Offices in 10 major U.S. cities were only a third occupied during the week ending August 25, according to Kastle Systems, which tracks how many people swipe to enter a building. The 33.1% mark is a small increase from the prior week, but down from the 34.8% peak from late July. Meanwhile, New York and San Francisco remain two of the worst markets among the 10 major areas Kastle tracked, with 22.3% and 19.7% occupancy rates, respectively.
Douglas Durst, chairman of real estate developer the Durst Organization, said that the company’s New York office buildings saw more than 35% of the workforce return earlier this summer. Unfortunately, the return rate during the last week of August was approximately 25%.
“We’re obviously disappointed,” Durst told The Wall Street Journal.
The time of year could be part of why occupancy and return rates have fallen. August is a popular vacation month for a lot of workers. However, concerns of new COVID-19 variants also figure into these low numbers.
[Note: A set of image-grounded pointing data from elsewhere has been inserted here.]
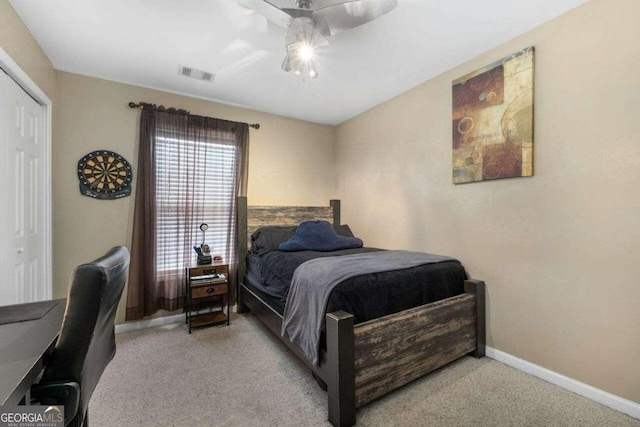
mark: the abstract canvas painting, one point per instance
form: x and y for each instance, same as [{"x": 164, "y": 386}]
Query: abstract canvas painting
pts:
[{"x": 493, "y": 120}]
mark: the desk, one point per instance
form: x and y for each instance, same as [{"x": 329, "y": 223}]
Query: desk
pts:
[{"x": 23, "y": 346}]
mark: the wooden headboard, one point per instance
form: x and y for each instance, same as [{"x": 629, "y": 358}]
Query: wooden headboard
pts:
[{"x": 250, "y": 218}]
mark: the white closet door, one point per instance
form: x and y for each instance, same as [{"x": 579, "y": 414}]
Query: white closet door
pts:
[{"x": 23, "y": 209}]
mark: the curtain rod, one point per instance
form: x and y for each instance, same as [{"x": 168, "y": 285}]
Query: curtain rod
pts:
[{"x": 140, "y": 105}]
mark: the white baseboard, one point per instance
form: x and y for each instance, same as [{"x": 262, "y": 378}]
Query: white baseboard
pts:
[
  {"x": 149, "y": 323},
  {"x": 611, "y": 400}
]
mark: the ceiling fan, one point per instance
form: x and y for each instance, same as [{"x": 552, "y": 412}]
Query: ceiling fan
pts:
[{"x": 310, "y": 22}]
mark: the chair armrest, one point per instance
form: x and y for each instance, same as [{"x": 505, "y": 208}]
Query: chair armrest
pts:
[{"x": 58, "y": 393}]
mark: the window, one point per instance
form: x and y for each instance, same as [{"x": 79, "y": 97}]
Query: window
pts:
[{"x": 192, "y": 178}]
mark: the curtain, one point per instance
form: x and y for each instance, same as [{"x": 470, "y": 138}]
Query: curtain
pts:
[{"x": 191, "y": 169}]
Businesses such as Amazon and Apple already announced they’d delay their return to the office until 2022. Others have pushed back their office return until at least October.
“We have seen organizations start initiatives to return to work and then scale them back almost immediately,” Xavier Menendez, who heads the real estate and workplace solutions team at consulting firm Accenture told The Wall Street Journal.
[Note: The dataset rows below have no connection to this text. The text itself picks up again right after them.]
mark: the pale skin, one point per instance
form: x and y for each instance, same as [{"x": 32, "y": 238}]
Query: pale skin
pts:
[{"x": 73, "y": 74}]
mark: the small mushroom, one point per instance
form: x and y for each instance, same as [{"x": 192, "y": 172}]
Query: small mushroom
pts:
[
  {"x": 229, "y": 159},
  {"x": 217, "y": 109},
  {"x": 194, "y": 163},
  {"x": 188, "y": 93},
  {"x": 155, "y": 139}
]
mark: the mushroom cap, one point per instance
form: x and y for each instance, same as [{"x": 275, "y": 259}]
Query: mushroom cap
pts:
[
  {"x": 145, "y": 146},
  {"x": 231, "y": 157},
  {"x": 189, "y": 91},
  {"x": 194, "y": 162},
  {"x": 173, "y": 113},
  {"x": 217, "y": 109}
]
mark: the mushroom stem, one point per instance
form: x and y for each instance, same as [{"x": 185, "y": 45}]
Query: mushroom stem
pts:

A lot of executives just a few weeks ago expected to be back in the office in the fall when their children return to school, but “That sentiment has largely fallen away.” Menendez said.
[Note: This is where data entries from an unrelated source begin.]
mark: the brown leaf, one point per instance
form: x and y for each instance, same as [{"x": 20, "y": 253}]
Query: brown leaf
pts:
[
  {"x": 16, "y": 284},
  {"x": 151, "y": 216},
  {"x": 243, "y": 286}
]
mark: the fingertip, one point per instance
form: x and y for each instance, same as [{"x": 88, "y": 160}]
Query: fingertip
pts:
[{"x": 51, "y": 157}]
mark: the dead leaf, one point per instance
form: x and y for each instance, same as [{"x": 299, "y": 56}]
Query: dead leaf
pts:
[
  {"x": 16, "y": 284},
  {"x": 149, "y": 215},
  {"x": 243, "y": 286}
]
Delayed office returns just don’t impact CRE office owners. The businesses that serve office employees like retreatants and gyms will also feel workers’ absences. Meanwhile, landlords who’ve counted on many of their tenants paying rent despite not working at the office, might not be as fortunate if these companies decide they prefer remote work and don’t want to keep leasing space going forward, according to Green Street senior analyst Daniel Ismail.
“It’s not a bold claim to think that the longer we’re away from the office, the more employees expect to retain that in the future,” Ismail told The Wall Street Journal.